Mais pourtant, malgré cette constante fuite, "Elle" aurait voulu s'intégrer à cette société qu'elle redoute maintenant. Porter un enfant, fonder une famille avec un homme, ces rêves communs à toutes les femmes et qu'elle faisait encore avant de sombrer aux limites de la folie, victime de l'indifférence des autres, de la négligence des hommes, excédée par des relations dont ne résultait que le mépris.

"Je fais malheureusement partie de cette sorte d'individus chez qui la douleur est présente à chaque instant de leur vie. J'en viens même à croire qu'elle est la condition de mon existence. L'absence de douleur, correspondant au silence du corps et de l'esprit, est chez moi synonyme de mort, d'anéantissement."
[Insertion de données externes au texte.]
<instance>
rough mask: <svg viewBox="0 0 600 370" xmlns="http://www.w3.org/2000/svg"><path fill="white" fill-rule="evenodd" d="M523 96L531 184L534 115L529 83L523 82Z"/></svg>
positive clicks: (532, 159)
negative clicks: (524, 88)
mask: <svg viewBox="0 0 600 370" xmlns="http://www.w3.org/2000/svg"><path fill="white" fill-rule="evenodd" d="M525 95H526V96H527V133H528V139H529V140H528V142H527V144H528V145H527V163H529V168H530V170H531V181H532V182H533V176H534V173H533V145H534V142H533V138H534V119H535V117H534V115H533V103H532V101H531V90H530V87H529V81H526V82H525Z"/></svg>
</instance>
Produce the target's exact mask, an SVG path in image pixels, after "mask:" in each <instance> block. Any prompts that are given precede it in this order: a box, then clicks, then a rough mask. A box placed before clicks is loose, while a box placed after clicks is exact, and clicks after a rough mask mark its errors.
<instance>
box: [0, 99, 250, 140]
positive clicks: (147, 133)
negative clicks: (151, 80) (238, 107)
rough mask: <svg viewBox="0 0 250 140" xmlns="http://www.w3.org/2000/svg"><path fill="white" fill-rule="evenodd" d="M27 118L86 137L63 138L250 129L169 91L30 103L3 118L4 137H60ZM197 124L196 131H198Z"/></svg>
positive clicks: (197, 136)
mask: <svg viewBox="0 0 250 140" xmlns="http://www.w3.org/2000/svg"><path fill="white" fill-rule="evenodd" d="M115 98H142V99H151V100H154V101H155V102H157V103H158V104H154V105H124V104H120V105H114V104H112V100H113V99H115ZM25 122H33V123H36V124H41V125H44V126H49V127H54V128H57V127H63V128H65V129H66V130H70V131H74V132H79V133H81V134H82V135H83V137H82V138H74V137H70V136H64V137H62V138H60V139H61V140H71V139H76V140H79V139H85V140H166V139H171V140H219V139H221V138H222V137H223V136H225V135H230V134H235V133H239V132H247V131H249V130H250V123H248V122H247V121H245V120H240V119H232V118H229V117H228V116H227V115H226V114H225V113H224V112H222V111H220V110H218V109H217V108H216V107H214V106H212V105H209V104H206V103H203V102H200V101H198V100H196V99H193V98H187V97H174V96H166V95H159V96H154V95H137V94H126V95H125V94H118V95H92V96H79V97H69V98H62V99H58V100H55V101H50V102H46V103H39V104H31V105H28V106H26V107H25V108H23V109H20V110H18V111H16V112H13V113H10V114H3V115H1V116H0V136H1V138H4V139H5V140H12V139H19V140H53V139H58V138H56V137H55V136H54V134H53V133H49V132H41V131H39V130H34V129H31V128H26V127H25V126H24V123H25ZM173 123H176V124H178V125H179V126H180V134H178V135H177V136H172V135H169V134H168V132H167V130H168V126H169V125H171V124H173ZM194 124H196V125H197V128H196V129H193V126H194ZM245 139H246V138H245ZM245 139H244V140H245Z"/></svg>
D'une cassante lucidité, l'héroïne de Bertrand Betsch, qui lui déploie dans ce premier roman un style puissant, violent, et empreint d'un remarquable lyrisme pour exprimer les amers ressentiments de son personnage, son impression de n'être faite que de néant, elle qui avoue avoir l'impression que son passage sur terre n'est que vain. "Dès le début, dès l'origine, à l'état embryonnaire déjà j'étais l'incarnation du vide, de la non-volonté. Je ne voulais rien et on ne m'a rien donné."